Moufdi Zakaria : Eh oui, même moi je me retrouve dans ce carré avec les mêmes personnes qui m’ont exilé. Kassaman par notre sang noble et pur généreusement versé… Nous avons décidé que l'Algérie vivra. Fach' hadou, fach' hadou, f’ach' hadou…

 

Chadli : C’est vrai que ce carré des martyrs a été souillé par la présence de certains, mais sachez qu’une Jabana li mafihach machakil machi jabana et hamdoullah ma aândnach machakil.

 

Après un long silence, Si Larbi Ben M’Hidi prend la parole et toute l’assistance se mit à l’écouter religieusement :

 

Ecoutez, chers amis, ne vous prenez pas trop la tête, vous savez que même moi j’ai été trahi par les miens.
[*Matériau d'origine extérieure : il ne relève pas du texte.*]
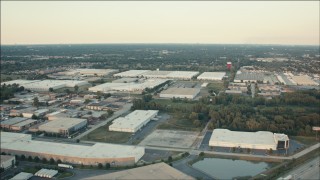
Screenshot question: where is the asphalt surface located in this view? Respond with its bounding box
[282,156,320,180]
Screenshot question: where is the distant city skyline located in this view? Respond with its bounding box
[1,1,320,45]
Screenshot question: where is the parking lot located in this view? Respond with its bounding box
[139,130,199,148]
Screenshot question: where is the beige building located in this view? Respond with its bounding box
[87,162,194,180]
[0,155,16,170]
[1,132,145,166]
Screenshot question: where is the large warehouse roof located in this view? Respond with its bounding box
[1,132,144,161]
[39,118,87,131]
[113,70,150,77]
[109,110,158,132]
[87,162,194,180]
[209,129,286,150]
[197,72,226,80]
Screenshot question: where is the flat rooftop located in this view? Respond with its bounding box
[87,162,194,180]
[210,129,276,148]
[161,88,199,95]
[110,110,159,129]
[0,155,15,164]
[197,72,226,80]
[39,117,87,129]
[1,132,144,161]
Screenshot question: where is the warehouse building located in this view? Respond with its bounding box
[109,110,158,133]
[114,70,199,80]
[10,119,38,131]
[197,72,226,81]
[89,79,168,93]
[233,71,266,83]
[39,118,87,137]
[160,88,200,99]
[113,70,150,77]
[0,155,16,170]
[209,129,289,150]
[1,132,144,166]
[10,172,33,180]
[0,117,28,130]
[88,162,194,180]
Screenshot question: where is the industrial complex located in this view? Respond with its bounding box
[197,72,226,81]
[1,132,144,166]
[209,129,289,150]
[160,88,200,99]
[114,70,199,80]
[109,110,158,133]
[39,118,87,137]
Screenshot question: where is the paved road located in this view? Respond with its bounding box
[172,155,214,179]
[282,156,320,180]
[74,103,132,139]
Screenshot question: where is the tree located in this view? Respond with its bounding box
[106,163,111,169]
[33,97,40,107]
[34,156,40,162]
[98,163,103,169]
[74,85,79,92]
[31,114,38,119]
[49,158,55,164]
[28,156,33,161]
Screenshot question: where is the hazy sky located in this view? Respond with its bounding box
[1,1,320,45]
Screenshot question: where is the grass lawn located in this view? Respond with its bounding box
[290,136,320,145]
[23,167,40,174]
[58,172,74,179]
[81,122,132,144]
[1,74,25,82]
[207,81,224,93]
[157,113,202,131]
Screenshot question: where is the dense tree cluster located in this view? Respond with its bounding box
[132,90,320,135]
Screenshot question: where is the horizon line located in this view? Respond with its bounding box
[0,42,320,46]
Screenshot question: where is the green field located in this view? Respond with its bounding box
[81,122,132,144]
[157,113,202,131]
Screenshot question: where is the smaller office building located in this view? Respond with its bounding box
[0,155,16,170]
[109,110,158,133]
[160,88,200,99]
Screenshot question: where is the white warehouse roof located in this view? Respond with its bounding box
[209,129,289,150]
[1,132,144,162]
[197,72,226,80]
[109,110,158,132]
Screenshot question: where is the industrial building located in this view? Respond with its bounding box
[209,129,289,150]
[1,132,144,166]
[233,71,265,83]
[39,118,87,137]
[114,70,199,80]
[109,110,158,133]
[89,79,168,93]
[1,80,89,92]
[10,119,38,131]
[10,172,33,180]
[0,155,16,170]
[0,117,28,130]
[88,162,194,180]
[113,70,150,77]
[197,72,226,81]
[58,69,118,76]
[160,88,200,99]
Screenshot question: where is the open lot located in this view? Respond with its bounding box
[81,122,132,144]
[139,130,199,148]
[158,113,202,131]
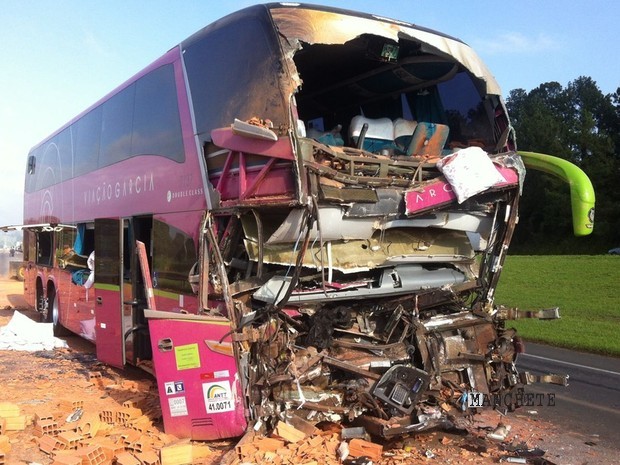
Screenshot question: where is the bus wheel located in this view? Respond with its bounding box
[46,286,70,337]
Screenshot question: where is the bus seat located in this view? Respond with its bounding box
[349,115,394,152]
[394,118,418,152]
[306,124,344,146]
[407,121,450,158]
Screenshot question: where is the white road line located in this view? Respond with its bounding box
[519,353,620,376]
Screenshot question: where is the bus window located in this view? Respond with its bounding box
[153,221,198,294]
[131,65,185,162]
[71,107,101,176]
[99,86,135,167]
[36,231,54,266]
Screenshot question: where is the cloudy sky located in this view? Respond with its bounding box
[0,0,620,225]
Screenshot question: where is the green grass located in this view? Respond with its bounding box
[495,255,620,356]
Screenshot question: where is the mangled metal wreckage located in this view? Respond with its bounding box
[178,4,591,437]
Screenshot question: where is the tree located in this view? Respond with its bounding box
[507,77,620,253]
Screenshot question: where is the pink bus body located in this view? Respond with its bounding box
[17,0,591,439]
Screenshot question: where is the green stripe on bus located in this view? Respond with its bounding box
[95,283,121,292]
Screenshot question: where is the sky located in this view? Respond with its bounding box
[0,0,620,226]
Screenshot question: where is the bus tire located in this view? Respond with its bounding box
[46,286,71,337]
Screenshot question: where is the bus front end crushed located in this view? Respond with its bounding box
[205,136,524,437]
[185,5,593,437]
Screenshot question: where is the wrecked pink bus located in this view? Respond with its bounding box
[15,3,594,439]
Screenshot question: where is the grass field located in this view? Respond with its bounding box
[495,255,620,356]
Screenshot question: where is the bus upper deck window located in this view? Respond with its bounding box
[28,155,37,174]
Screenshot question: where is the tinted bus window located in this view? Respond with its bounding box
[153,221,197,293]
[184,13,287,140]
[71,107,101,176]
[132,65,184,162]
[99,85,135,167]
[54,129,73,181]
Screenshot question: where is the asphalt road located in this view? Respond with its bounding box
[517,342,620,450]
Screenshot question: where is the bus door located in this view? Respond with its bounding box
[94,216,153,367]
[94,218,125,367]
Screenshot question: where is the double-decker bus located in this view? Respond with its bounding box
[15,3,594,439]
Et, comme vous, je ne pardonnerai jamais à ceux qui ont dévié des valeurs de Novembre. En décidant d’être inhumé au maquis, notre cher ami et compagnon Hocine Aït Ahmed, Allah yarahmou, a non seulement honoré nos mémoires, mais il a aussi adressé un message à travers lequel il perpétue l’espoir d’une Algérie libre et démocratique. Alors, tout ce qu’il nous reste à faire à partir de ce carré c’est de prier Allah qui nous a gratifiés de Sa Miséricorde en nous accordant cette grande chance qui est le martyre.

 

Tous levèrent les mains et dirent : Ya Rab, faites que notre combat ne soit pas vain et que notre peuple puisse vivre dans la dignité, la prospérité et la justice. Amine !

 

Omar Khayam

source:http://www.hoggar.org/index.php?option=com_content&view=article&id=4615:ait-ahmed-agite-le-carre-des-martyrs-par-omar-khayam&catid=94:hoggar&Itemid=36.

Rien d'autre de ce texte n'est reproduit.